保は乱暴にジャケットをこちらに渡す。無言だけれどきっぱりとした帰れの意。初めて保の家を追い出されそうになっている。
「そもそもなんで勃ったんだろう? って、突き詰めていくと俺の為に一生懸命になってくれたり、恥ずかしがってたりした一色さんがとてつもなく可愛く思えて」
「やだ、黙れ、うるさい」
いつかと逆の状況で、保の声が震えていた。
「これから喜久川さんはアパートを解約して『妻』の待つ家に帰る。セックスする。子供を作る。夢が叶う。ここに来るのもこれで最後。こんなことしたんだから、後ろ暗くてもうどうせ俺には会えないだろ。ほら、みんなが望むハッピーエンドだ」
「みんなって、誰?」
「わかんないけど、喜久川さんを囲む色んな人たち。両親とか、妻とか、友達とか上司とか」
「保は?」
そろそろと触られる小指を、匡樹もずっと見つめる。
「保も望むの、そのハッピーエンドを」
「…そうだよ、当たり前じゃん」
急に声が明るくなったのではっとして視線を元に戻したら、保は笑っていた。両目を細め、片眉だけ器用に上げて、歯列を見せる笑顔だった。

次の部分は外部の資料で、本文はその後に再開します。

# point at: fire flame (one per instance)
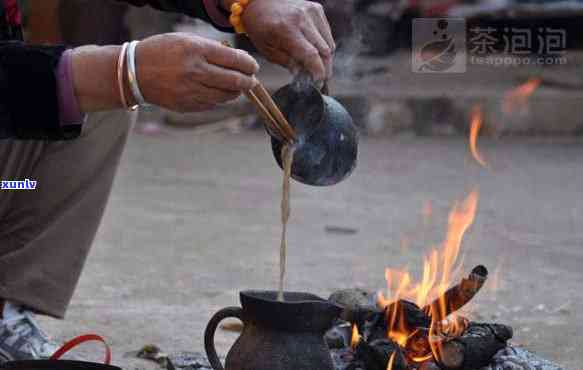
(355, 337)
(517, 98)
(476, 122)
(440, 267)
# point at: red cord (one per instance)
(80, 340)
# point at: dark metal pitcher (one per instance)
(327, 141)
(277, 335)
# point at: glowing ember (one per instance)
(440, 267)
(355, 337)
(476, 123)
(517, 99)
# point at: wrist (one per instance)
(95, 78)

「短かったけど、喜久川さんと色んなことできて楽しかった。指のこと、何でもないって言ってくれてありがとう。俺に協力させてくれて、ありがとう」
初めて見る笑い顔。ずっと見たかった最後の保の一面だったのに。でもどうして、こんなにも苦しい。
「じゃあ、お元気で」
保は自ら扉を開け、匡樹の身体を外に押した。
ゆっくりと閉まる施錠の音は静寂な夜に木霊して、耳鳴りとしてこめかみの奥にいつまでも響いていた。